STOCCOLMA (Svezia) – Salutata Herning – che ha risposto con uno stadio praticamente vuoto in occasione del quarto di finale disputato dai rossocrociati – con una partita letteralmente dominata contro l’Austria, la Svizzera è pronta a fare armi e bagagli per fare rotta verso Stoccolma: è lì, dove la Nazionale perse nel 2013 la finale contro i padroni di casa, che domani disputerà la semifinale meno attesa, quella che nessuno si sarebbe aspettato.
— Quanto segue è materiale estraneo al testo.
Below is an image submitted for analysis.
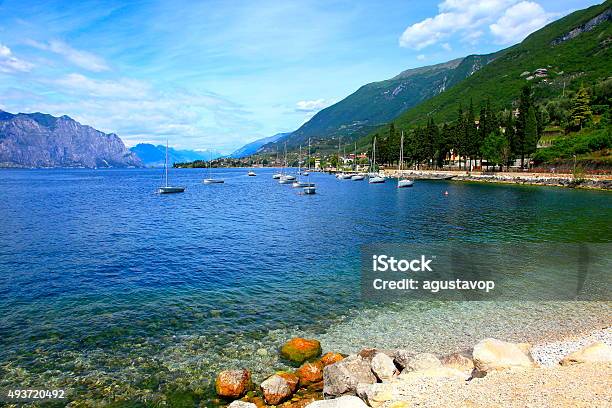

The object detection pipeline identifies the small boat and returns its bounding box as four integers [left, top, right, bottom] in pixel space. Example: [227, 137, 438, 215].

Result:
[368, 136, 385, 184]
[397, 131, 414, 188]
[278, 175, 295, 184]
[291, 181, 314, 188]
[157, 140, 185, 194]
[203, 179, 225, 184]
[202, 153, 225, 184]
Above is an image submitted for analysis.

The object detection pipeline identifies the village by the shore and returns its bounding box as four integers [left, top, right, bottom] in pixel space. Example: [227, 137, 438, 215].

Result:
[215, 327, 612, 408]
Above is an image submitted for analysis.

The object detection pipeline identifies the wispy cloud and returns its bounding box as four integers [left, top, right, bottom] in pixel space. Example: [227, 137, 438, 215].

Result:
[489, 1, 556, 44]
[295, 99, 330, 112]
[0, 43, 34, 73]
[399, 0, 554, 50]
[27, 40, 110, 72]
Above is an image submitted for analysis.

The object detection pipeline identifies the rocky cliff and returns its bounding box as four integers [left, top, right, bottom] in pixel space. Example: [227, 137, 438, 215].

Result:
[0, 111, 142, 168]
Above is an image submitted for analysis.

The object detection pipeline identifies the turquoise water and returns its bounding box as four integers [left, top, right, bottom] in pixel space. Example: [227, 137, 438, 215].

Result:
[0, 169, 612, 405]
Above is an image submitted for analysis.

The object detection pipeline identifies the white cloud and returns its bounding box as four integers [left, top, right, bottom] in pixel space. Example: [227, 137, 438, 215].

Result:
[54, 73, 150, 99]
[295, 99, 329, 112]
[399, 0, 551, 50]
[28, 40, 110, 72]
[0, 44, 34, 73]
[489, 1, 555, 44]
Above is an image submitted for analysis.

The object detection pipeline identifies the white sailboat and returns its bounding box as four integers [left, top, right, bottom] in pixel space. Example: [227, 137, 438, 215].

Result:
[272, 146, 283, 180]
[203, 153, 225, 184]
[397, 130, 414, 188]
[157, 140, 185, 194]
[302, 138, 310, 176]
[278, 142, 295, 184]
[291, 145, 309, 188]
[368, 136, 385, 184]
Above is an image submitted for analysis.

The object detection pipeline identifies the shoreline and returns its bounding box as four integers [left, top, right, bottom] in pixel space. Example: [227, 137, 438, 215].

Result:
[222, 324, 612, 408]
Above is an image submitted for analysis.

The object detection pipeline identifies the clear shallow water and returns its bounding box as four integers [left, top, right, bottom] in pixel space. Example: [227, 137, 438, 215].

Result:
[0, 169, 612, 403]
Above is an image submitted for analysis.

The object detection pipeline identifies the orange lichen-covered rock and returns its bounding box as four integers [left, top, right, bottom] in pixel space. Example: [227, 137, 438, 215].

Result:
[281, 337, 322, 364]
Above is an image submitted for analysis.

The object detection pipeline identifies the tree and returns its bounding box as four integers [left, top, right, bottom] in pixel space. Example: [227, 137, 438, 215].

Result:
[570, 87, 593, 129]
[480, 130, 510, 167]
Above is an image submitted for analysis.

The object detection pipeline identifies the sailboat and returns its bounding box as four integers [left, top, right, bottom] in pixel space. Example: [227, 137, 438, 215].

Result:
[351, 142, 365, 181]
[397, 130, 413, 188]
[302, 138, 310, 176]
[272, 146, 283, 180]
[203, 153, 225, 184]
[278, 142, 295, 184]
[368, 136, 385, 184]
[157, 140, 185, 194]
[292, 145, 310, 188]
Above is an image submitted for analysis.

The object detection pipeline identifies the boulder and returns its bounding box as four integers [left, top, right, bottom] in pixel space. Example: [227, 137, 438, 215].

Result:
[356, 383, 393, 408]
[323, 355, 376, 397]
[320, 352, 344, 367]
[560, 341, 612, 365]
[295, 361, 323, 386]
[402, 353, 442, 372]
[472, 339, 536, 377]
[370, 353, 397, 381]
[393, 350, 415, 369]
[306, 395, 368, 408]
[440, 353, 474, 371]
[215, 369, 252, 399]
[281, 337, 322, 364]
[227, 401, 257, 408]
[260, 372, 299, 405]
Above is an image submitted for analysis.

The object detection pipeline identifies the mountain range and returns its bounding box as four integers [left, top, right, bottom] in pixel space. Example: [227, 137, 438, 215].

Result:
[229, 133, 291, 159]
[0, 110, 142, 168]
[130, 143, 222, 167]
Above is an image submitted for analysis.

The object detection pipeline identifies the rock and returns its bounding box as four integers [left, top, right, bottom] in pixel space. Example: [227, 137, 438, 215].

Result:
[356, 383, 393, 408]
[440, 353, 474, 371]
[260, 372, 299, 405]
[370, 353, 397, 381]
[472, 339, 536, 377]
[215, 369, 252, 399]
[227, 401, 257, 408]
[323, 355, 376, 396]
[281, 337, 322, 364]
[320, 352, 344, 367]
[306, 395, 368, 408]
[404, 353, 442, 371]
[393, 350, 415, 369]
[295, 361, 323, 385]
[560, 341, 612, 365]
Quella contro la Danimarca, capace di ribaltare e sorprendere un Canada apparso fortissimo contro la Svezia, ma che ha preso sottogamba il proprio quarto di finale contro i danesi, spinti da un pubblico che non ha mai mollato e che ha dato una grossa mano a Ehlers e compagni. 

 
 
Il 5-2 conquistato nella fase a girone dovrà essere messo da parte e bisognerà lavorare sugli aspetti tecnici e mentali mostrati contro l’Austria – contro le Aquile Andrighetto e compagni non hanno mai mollato e hanno giocato una partita vera per 60’ anche sul 6-0 – senza sottovalutare i danesi che nelle ultime due partite hanno saputo fare lo scalpo alla Germania e alla Nazionale della foglia d’acero, data come una delle favorite visto il blasone del suo roster.
 
 
Sulla carta non c’è storia. Sulla carta il valore della squadra a disposizione di Patrick Fischer è nettamente superiore a quella nelle mani di Mikael Gath. Ma evidentemente lo pensavano anche Dean Evason e i suoi ragazzi, caduti fragorosamente sul ghiaccio di Herning al cospetto di una Danimarca che sta scrivendo una pagina storica del suo hockey. Ecco perché la Svizzera non deve farsi sorprendere, ma deve restare con i piedi ben puntati a terra. Ma su questo non abbiamo dubbi: Fishi e i suoi ragazzi hanno ben in mente quale deve essere il loro obiettivo e questo lo sanno sia i danesi, sia coloro che si sfideranno nell’altra semifinale, cioè gli americani e gli svedesi.